O economista afirmou ainda que a carga fiscal actualmente estará entre os 36 e os 37 por cento PIB, e que se for comparado com os países nórdicos até poderia haver margem de manobra, mas que estas comparações devem ter em conta os rendimentos dos portugueses, que são consideravelmente mais baixos.

"Se comparar esta carga fiscal com os países nórdicos, afinal ainda temos margem de manobra para a subir. Essas pessoas, alguns economistas e alguns políticos esquecem-se que se comparar a carga fiscal com o poder de compra das famílias e das empresas, com o nosso nível de rendimentos, a nossa carga fiscal já é superior à dos países nórdicos. A pressão fiscal sobre as famílias e sobre as empresas já é superior à dos países nórdicos, atendendo ao poder de compra das pessoas", explicou.

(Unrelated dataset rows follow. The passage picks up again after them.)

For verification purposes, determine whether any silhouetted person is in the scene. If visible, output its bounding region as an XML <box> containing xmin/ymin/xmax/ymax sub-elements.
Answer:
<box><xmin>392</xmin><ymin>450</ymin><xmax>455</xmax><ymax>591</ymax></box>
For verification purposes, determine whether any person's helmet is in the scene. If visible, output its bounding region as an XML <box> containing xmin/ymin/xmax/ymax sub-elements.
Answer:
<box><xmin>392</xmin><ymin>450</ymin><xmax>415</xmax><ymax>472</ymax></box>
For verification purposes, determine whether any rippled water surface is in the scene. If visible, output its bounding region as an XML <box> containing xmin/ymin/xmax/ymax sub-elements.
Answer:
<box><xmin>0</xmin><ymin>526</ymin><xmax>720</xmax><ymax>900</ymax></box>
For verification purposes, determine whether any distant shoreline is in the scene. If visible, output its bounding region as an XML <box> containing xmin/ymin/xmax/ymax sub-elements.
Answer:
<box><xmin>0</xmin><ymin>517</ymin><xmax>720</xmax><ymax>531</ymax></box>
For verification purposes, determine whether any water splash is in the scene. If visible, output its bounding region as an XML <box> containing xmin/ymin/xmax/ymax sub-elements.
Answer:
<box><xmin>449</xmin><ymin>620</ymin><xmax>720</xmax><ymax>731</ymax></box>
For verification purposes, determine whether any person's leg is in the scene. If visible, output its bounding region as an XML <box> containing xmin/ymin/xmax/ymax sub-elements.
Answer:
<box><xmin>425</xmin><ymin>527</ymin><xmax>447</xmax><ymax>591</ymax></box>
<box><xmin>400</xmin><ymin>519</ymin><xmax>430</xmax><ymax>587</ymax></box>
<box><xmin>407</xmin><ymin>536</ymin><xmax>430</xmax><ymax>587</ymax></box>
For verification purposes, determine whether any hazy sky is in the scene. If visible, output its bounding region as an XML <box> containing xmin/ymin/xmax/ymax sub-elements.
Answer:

Eduardo Catroga considerou que "se [o Governo] insistir neste caminho, que é o caminho dos últimos 15 anos, é matar o doente com a cura".

Catroga falava no final da reunião de vários economistas e a liderança do PSD.

Pedro Passos Coelho saiu no final da reunião sem prestar declarações aos jornalistas, tal como o líder da bancada parlamentar do PSD.